A rudimentary web API has been written to orchestrate the different spiders. It should block you from running more than one spider at a time.
Swagger documentation is available at
IP-TO-HOST:5666/docs
To launch a scraper you can hit curl -XGET IP-TO-HOST:5666/start/SPIDER_NAME
, and stop a running spider with curl -XGET IP-TO-HOST:5666/stop
.
Depending on the site, it should be easy to extend the generic spider class, to support novel news sites.
You need to figure out CSS-selectors for the relevant fields and get a bunch of start page links, to act as entry points for scraping. Sometimes this is all there is to it.
On some sites, different sections require custom logic. For example, the blog/discussion section needs specific CSS-selectors for some fields, and for URLs to new articles. For custom fields, use the predicate_loader_pairs to supply pairs
(pred, loader)
where (pred(response)
( is a predicate which decides if custom logic is needed based on the response, and the loader(itemloader, response) overwrites CSS-selector logic on the itemloader. See the current spider for example.
- [] Add scraped field counter to each run, and log this.. Just note if field is found/empty/None.
- [*] Upload scraped data to S3 directly.
- [*] Use AWS Lambda to zip the scraped .jsonl files every week.
- [*] crawl_master needs a lot of work.
- [*] Refactor all spiders to a common base class.

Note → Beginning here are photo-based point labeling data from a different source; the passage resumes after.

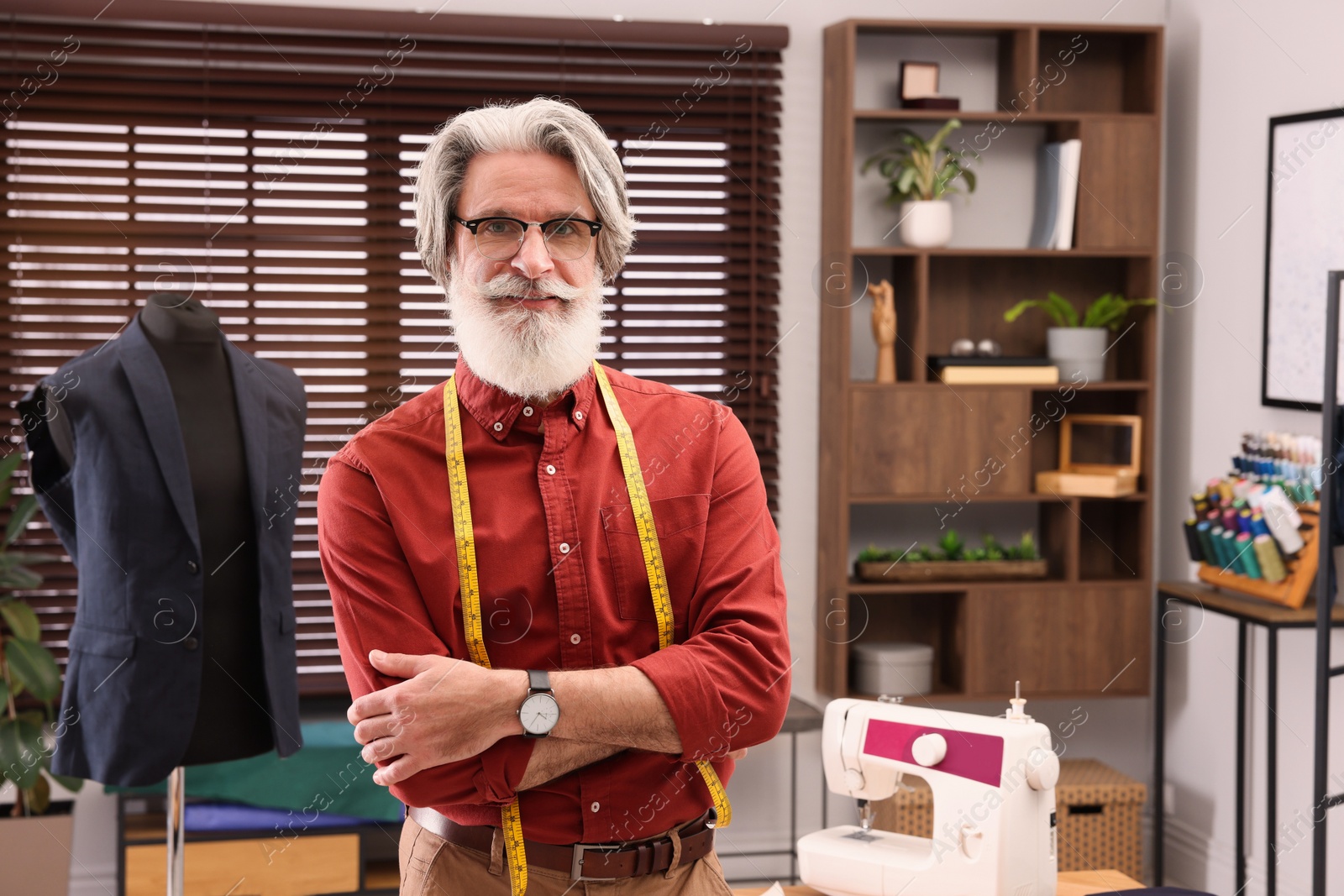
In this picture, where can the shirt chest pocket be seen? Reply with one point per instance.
(680, 523)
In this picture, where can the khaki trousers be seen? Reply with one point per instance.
(434, 867)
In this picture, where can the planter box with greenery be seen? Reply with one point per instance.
(953, 562)
(35, 853)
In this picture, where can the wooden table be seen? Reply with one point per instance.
(1176, 624)
(1072, 883)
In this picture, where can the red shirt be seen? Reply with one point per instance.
(564, 584)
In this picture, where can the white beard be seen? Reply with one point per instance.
(526, 352)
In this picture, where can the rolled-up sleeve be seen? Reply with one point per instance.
(727, 684)
(378, 605)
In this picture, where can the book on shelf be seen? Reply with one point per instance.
(1005, 375)
(1057, 194)
(938, 362)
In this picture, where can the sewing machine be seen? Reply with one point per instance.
(994, 802)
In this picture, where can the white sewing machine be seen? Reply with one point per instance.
(994, 804)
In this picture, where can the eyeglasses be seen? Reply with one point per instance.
(501, 238)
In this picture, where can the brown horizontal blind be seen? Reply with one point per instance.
(269, 172)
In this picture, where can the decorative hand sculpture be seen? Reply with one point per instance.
(885, 329)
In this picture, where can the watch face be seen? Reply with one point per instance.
(539, 714)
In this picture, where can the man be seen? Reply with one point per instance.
(522, 217)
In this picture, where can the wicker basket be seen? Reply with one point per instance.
(1100, 813)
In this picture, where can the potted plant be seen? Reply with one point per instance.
(1079, 347)
(952, 560)
(920, 172)
(26, 731)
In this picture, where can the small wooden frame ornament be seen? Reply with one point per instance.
(1079, 477)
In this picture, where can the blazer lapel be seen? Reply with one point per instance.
(252, 394)
(154, 396)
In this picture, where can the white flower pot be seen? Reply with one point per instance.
(1079, 351)
(927, 223)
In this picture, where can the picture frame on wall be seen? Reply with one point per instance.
(1304, 219)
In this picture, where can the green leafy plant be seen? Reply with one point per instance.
(26, 667)
(953, 548)
(1108, 311)
(918, 168)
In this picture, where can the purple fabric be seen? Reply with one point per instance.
(201, 817)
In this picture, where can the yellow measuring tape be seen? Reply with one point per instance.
(470, 586)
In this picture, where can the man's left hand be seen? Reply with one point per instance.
(445, 711)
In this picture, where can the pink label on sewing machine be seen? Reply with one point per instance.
(969, 754)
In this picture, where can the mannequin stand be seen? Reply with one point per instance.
(176, 831)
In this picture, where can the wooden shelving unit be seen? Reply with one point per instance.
(893, 453)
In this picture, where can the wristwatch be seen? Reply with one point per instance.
(539, 711)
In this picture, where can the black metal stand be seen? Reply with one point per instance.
(1247, 611)
(1326, 586)
(800, 718)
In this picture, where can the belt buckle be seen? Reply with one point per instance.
(577, 862)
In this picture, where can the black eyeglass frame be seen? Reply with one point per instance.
(595, 228)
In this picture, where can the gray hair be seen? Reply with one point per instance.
(538, 125)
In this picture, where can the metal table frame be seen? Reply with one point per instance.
(800, 718)
(1247, 611)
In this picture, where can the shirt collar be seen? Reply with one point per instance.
(496, 410)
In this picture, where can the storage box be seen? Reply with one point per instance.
(897, 668)
(1100, 813)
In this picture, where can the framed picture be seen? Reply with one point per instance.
(1303, 242)
(918, 80)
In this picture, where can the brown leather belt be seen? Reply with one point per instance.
(602, 862)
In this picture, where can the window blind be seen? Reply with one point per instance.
(262, 160)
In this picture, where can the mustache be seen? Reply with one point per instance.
(514, 285)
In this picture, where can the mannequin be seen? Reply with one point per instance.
(232, 720)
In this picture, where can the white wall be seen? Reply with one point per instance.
(1230, 69)
(1226, 78)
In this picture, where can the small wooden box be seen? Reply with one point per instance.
(1100, 813)
(1079, 476)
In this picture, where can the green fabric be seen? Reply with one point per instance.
(327, 775)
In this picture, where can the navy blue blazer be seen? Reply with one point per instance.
(127, 515)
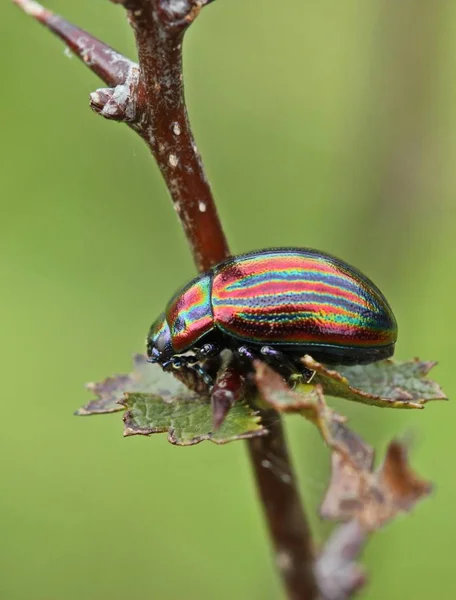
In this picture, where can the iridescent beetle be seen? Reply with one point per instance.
(276, 304)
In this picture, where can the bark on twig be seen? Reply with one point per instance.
(150, 99)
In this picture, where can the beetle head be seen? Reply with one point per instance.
(159, 346)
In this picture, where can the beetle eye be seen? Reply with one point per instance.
(160, 343)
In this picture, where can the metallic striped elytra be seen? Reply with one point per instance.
(280, 303)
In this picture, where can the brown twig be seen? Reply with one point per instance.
(150, 99)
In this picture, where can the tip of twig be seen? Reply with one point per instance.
(33, 8)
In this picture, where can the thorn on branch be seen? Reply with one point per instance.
(104, 61)
(119, 103)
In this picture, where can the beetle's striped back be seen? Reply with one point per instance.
(300, 297)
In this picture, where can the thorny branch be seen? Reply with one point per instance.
(149, 97)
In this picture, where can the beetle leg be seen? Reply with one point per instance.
(203, 374)
(246, 352)
(207, 350)
(289, 364)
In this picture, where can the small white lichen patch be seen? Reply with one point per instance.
(179, 6)
(31, 7)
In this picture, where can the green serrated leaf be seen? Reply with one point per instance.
(386, 383)
(145, 378)
(187, 419)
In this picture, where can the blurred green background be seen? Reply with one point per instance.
(330, 125)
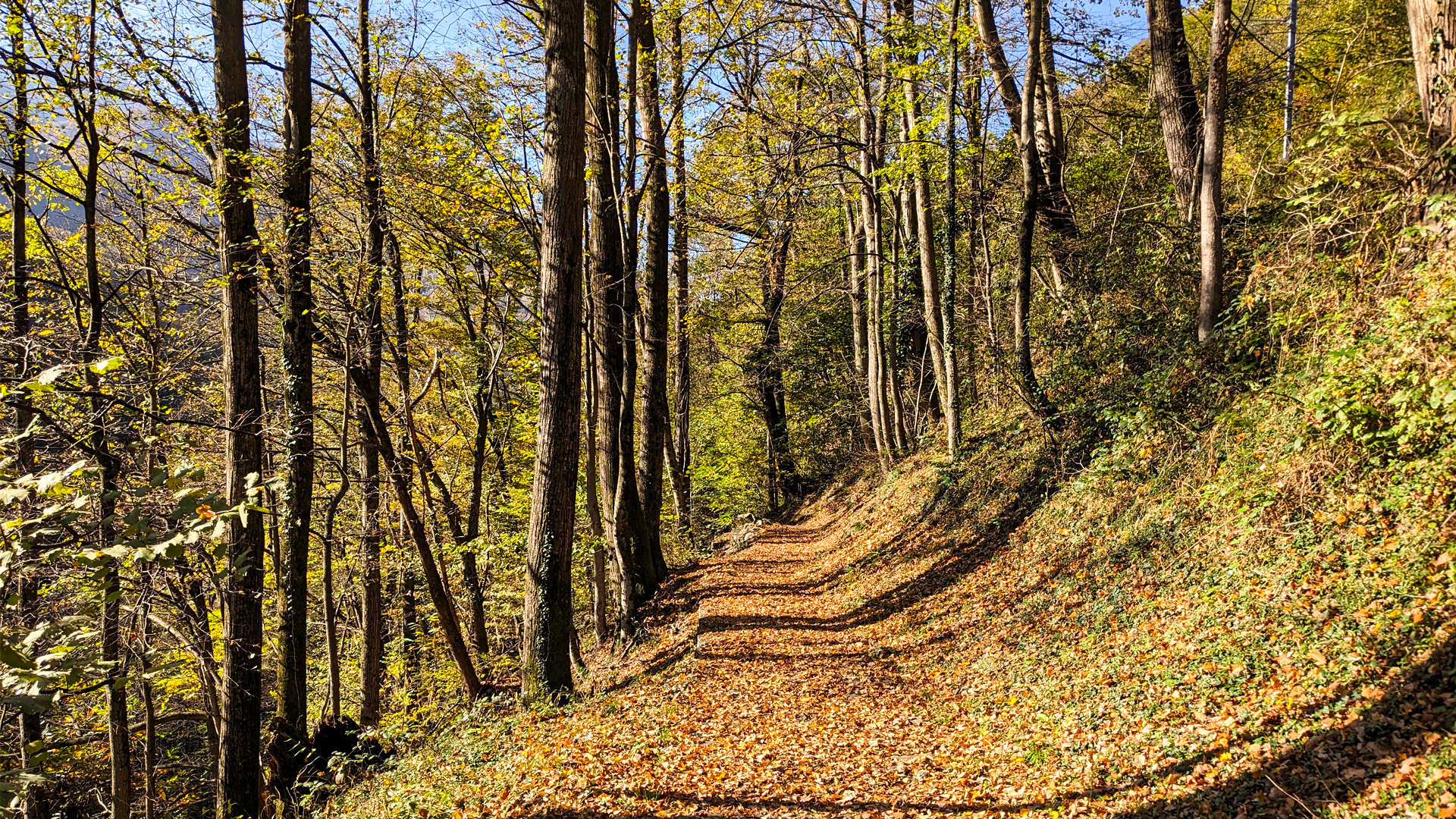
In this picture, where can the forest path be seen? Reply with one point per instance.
(785, 706)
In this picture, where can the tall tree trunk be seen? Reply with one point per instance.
(855, 284)
(1433, 42)
(996, 58)
(19, 245)
(1210, 197)
(654, 318)
(331, 627)
(372, 656)
(1031, 196)
(599, 554)
(892, 284)
(398, 471)
(297, 365)
(682, 387)
(875, 381)
(20, 328)
(237, 786)
(118, 733)
(1171, 85)
(952, 224)
(609, 315)
(149, 723)
(546, 615)
(769, 366)
(925, 235)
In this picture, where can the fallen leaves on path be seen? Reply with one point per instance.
(875, 661)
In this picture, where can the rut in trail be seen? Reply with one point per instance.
(777, 698)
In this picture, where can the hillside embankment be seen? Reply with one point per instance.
(1244, 620)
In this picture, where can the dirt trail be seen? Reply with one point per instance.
(786, 707)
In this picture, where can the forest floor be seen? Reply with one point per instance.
(870, 661)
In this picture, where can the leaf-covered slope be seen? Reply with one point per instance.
(1248, 618)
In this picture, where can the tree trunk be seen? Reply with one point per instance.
(297, 365)
(875, 381)
(372, 656)
(1433, 42)
(682, 475)
(1171, 85)
(19, 245)
(237, 786)
(612, 387)
(952, 224)
(1210, 197)
(149, 720)
(996, 57)
(398, 475)
(118, 732)
(925, 234)
(654, 318)
(19, 328)
(769, 366)
(546, 614)
(331, 627)
(599, 556)
(1031, 196)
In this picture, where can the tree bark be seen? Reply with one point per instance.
(19, 245)
(237, 786)
(297, 365)
(400, 479)
(546, 615)
(925, 235)
(996, 58)
(1210, 197)
(20, 328)
(657, 273)
(1031, 196)
(612, 337)
(682, 387)
(372, 654)
(952, 224)
(1433, 42)
(331, 627)
(1169, 80)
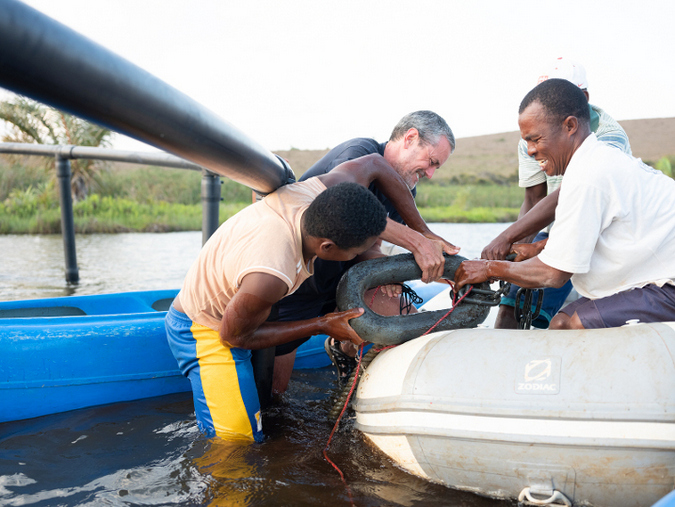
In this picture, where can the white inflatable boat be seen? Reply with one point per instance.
(546, 417)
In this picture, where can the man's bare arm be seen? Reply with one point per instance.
(525, 228)
(244, 322)
(530, 274)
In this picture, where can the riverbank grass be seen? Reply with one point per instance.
(151, 199)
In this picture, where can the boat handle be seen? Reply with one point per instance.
(557, 495)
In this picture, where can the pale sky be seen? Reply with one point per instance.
(310, 74)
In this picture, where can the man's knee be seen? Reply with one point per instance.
(563, 321)
(506, 318)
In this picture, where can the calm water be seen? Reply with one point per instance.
(149, 452)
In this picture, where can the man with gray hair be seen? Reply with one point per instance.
(419, 144)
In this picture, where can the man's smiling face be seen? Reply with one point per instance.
(548, 142)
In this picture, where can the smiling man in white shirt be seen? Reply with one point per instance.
(614, 230)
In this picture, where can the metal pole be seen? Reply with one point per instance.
(67, 221)
(51, 63)
(210, 204)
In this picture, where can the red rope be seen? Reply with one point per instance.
(344, 408)
(455, 302)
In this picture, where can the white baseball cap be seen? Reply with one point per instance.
(564, 68)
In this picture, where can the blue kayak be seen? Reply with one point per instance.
(61, 354)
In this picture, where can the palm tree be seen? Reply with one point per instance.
(32, 122)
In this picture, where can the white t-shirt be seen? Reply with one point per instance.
(615, 223)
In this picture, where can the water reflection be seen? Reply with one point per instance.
(149, 452)
(32, 266)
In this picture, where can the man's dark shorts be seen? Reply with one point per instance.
(651, 303)
(552, 302)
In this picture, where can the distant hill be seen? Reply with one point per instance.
(494, 157)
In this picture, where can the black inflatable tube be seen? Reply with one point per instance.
(399, 329)
(51, 63)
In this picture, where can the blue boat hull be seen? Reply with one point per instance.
(66, 353)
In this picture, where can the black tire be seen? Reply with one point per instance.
(401, 328)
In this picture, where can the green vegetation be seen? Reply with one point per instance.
(32, 122)
(145, 199)
(152, 199)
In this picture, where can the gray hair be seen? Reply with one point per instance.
(429, 125)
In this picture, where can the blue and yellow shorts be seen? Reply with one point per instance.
(223, 387)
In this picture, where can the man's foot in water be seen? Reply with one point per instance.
(343, 362)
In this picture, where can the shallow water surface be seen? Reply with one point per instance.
(149, 452)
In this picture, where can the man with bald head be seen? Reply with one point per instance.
(614, 229)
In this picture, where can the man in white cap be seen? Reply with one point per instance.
(541, 197)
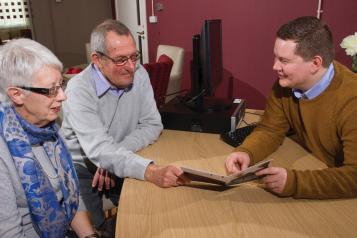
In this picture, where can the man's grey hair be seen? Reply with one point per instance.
(98, 36)
(20, 61)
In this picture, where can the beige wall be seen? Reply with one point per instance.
(65, 27)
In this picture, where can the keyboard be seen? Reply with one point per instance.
(236, 137)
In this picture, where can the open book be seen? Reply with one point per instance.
(240, 177)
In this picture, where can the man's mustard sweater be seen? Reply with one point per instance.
(326, 126)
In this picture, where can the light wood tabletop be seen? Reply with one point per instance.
(246, 210)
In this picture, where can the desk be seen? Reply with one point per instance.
(246, 210)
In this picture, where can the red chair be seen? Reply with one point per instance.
(159, 74)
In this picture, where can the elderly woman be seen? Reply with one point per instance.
(38, 183)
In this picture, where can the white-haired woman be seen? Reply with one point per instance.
(38, 183)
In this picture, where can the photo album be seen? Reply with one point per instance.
(237, 178)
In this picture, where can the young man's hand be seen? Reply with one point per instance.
(237, 161)
(275, 178)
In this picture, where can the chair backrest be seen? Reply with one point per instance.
(159, 74)
(177, 55)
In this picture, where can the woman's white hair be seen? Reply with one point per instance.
(20, 60)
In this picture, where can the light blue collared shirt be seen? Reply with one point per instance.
(102, 85)
(318, 88)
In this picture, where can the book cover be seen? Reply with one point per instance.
(237, 178)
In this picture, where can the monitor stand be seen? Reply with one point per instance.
(178, 115)
(207, 104)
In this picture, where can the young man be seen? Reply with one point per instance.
(110, 114)
(317, 98)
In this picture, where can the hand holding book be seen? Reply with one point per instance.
(236, 178)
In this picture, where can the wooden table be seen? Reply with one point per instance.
(246, 210)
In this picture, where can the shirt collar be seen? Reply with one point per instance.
(319, 87)
(102, 85)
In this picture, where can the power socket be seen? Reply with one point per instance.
(153, 19)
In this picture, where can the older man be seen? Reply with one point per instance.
(110, 114)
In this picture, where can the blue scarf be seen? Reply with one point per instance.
(50, 217)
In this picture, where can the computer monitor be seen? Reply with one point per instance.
(206, 66)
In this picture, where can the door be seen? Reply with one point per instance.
(133, 14)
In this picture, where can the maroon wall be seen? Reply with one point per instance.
(249, 29)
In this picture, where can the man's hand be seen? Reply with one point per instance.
(165, 177)
(237, 161)
(102, 177)
(275, 178)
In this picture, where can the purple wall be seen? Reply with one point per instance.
(249, 29)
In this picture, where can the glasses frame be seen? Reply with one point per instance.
(49, 92)
(133, 58)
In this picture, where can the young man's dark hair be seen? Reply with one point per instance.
(313, 37)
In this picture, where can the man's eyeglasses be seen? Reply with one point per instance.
(120, 61)
(50, 92)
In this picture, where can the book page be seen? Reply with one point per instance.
(209, 177)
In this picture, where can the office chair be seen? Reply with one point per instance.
(177, 55)
(159, 73)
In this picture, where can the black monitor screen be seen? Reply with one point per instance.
(211, 55)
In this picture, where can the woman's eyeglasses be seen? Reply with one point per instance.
(50, 92)
(120, 61)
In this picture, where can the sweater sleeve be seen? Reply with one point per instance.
(333, 182)
(269, 134)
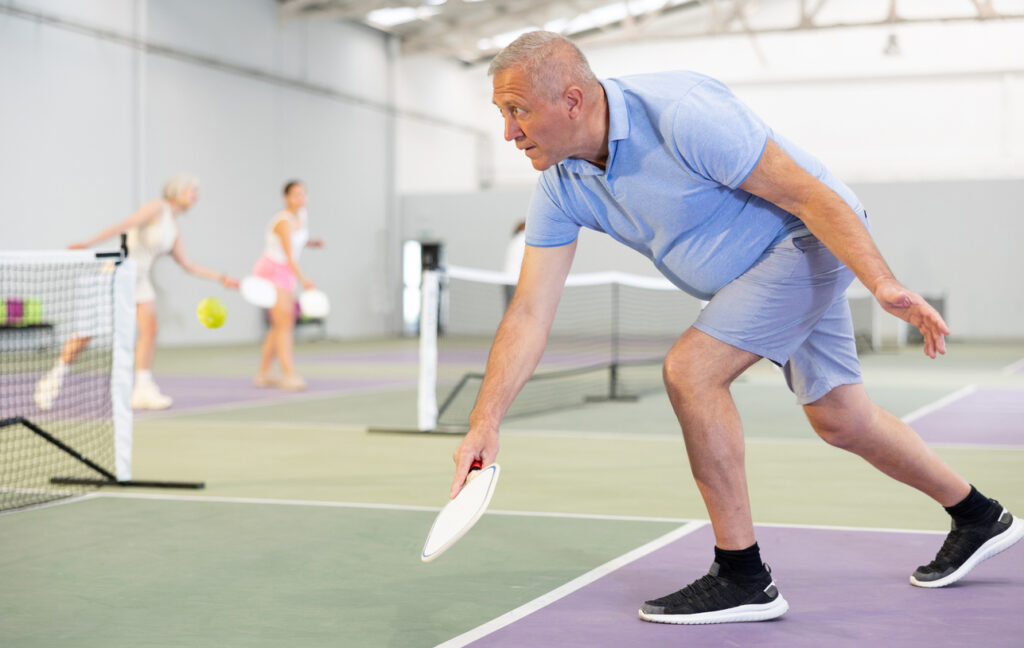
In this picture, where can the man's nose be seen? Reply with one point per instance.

- [] Bring all scraped data to a common format, and resave to S3.
- [] Document VisitedFilter middleware.
- [] Document Prometheus exporter middleware.
- [*] Figure out how to operate on a full list of fields, and each scraped field (Scrapy Itemloader docs). Use this to apply TakeFirst, and remove dupes where appropriate.
- [*] Use w3lib to remove tags. Compare speed with html2text.
- [] Content duplicate detection. Several Ritzau articles on all sites.
- [] Use AWS Lambda to calculate streaming stats about scraped data. Either make a weekly report or use pushgateway to Prometheus for Grafana integration.